Safety, standards and the privacy promise
Tensor states the Robocar is purpose-built for SAE Level 4 autonomy and engineered to meet or exceed a wide range of global safety standards: FMVSS, UN/ECE, and GSO standards including MOIAT conformity. Tensor aims for top third-party ratings such as IIHS Top Safety Pick+, Euro NCAP and US NCAP 5-Star. To eliminate single points of failure, the vehicle’s design layers redundancy across:
- sensors, compute, communications, drive-by-wire, power, thermal management and control — enabling fail-operational performance;
- sensors and vision systems are protected and maintained by washer systems and intelligent covers to guarantee visibility in harsh climates.
Privacy is built in, not bolted on. Tensor’s stated principles:
- Your Robocar. Your data. Location, preferences and records are processed and stored locally on the vehicle.
- End-to-end encrypted access via the owner’s app or onboard interface.
- Physical privacy controls such as camera covers and microphone off-switches to reduce risk associated with always-connected vehicles.
About Tensor
Founded in Silicon Valley in 2016 and headquartered in San Jose, Tensor is a leading American AI company specializing in agentic products designed to empower individual users. With additional offices in Barcelona, Singapore, and Dubai, Tensor focuses on pioneering autonomous vehicle technology built from the ground up for private ownership at scale.Tensor’s ecosystem includes prominent partners such as Nvidia (providing an onboard supercomputer delivering 8,000 trillion operations per second), Sony (17-megapixel automotive-grade cameras), VinFast (advanced manufacturing), Oracle (cloud infrastructure), and Marsh, which supports the world’s first insurance policy tailored for Robocars.
Level 4 Autonomy, explained (the practical meaning)
SAE defines six levels of vehicle automation from Level 0 to Level 5. For context:
- Level 0 – No Automation: Human does all driving; basic aids (e.g., emergency braking) may intervene.
- Level 1 – Driver Assistance: One driving function automated, such as adaptive cruise or lane-keeping.
- Level 2 – Partial Automation: Steering and speed control can be handled together, but the human must stay engaged (examples: Tesla Autopilot, GM Super Cruise).
- Level 3 – Conditional Automation: The vehicle can handle many driving tasks but still requires human fallback readiness in case of system limits.
- Level 4 – High Automation: A vehicle performs all driving tasks within a defined operating design domain (geofence, urban area, dedicated lane) without requiring a human fallback in most conditions.
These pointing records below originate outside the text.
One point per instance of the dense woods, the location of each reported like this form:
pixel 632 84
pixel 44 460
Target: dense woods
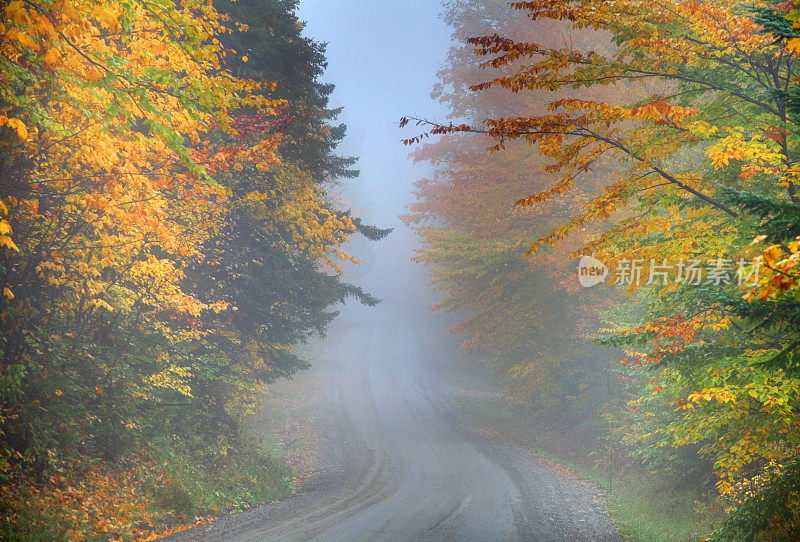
pixel 660 138
pixel 167 241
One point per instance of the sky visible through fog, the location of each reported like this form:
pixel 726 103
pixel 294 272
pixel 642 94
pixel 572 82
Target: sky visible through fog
pixel 383 56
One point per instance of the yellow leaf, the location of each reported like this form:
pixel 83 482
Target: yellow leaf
pixel 6 241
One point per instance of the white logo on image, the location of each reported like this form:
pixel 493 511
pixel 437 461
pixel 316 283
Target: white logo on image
pixel 591 271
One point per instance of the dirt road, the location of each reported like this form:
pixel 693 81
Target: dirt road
pixel 399 463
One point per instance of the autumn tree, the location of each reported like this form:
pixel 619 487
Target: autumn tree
pixel 688 120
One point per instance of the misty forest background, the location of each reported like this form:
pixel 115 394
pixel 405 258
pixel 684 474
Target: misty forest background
pixel 169 238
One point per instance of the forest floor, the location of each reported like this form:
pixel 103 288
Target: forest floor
pixel 382 451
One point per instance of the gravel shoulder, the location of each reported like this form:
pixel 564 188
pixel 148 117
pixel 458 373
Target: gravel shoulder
pixel 388 456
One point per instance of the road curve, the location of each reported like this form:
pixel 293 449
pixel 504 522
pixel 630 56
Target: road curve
pixel 402 464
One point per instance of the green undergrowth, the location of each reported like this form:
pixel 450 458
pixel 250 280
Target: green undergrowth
pixel 646 506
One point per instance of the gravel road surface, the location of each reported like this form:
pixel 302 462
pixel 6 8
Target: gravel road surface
pixel 399 461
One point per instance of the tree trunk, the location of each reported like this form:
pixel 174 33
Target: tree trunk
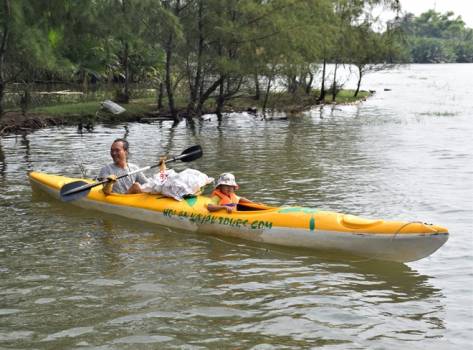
pixel 168 82
pixel 220 101
pixel 3 49
pixel 126 63
pixel 334 85
pixel 194 91
pixel 257 88
pixel 308 86
pixel 160 96
pixel 266 96
pixel 322 86
pixel 360 74
pixel 207 93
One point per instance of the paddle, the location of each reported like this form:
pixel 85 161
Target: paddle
pixel 78 189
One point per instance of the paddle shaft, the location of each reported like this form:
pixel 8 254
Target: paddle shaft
pixel 190 155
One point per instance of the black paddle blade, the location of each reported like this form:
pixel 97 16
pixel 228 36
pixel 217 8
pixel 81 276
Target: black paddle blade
pixel 66 196
pixel 190 154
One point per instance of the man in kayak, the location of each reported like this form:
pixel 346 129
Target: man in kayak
pixel 120 166
pixel 224 197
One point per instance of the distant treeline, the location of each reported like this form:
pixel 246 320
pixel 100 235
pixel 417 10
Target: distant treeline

This is where Tensor places the Robocar: designed to take full charge of driving tasks within its operating environment.
- Level 5 – Full Autonomy: The vehicle can operate anywhere and in any condition without human intervention — still a future target for mass production.
The difference between Level 3 and Level 4 is control and responsibility: Level 4 systems are built to operate autonomously in their domain without depending on a ready human operator as the fallback.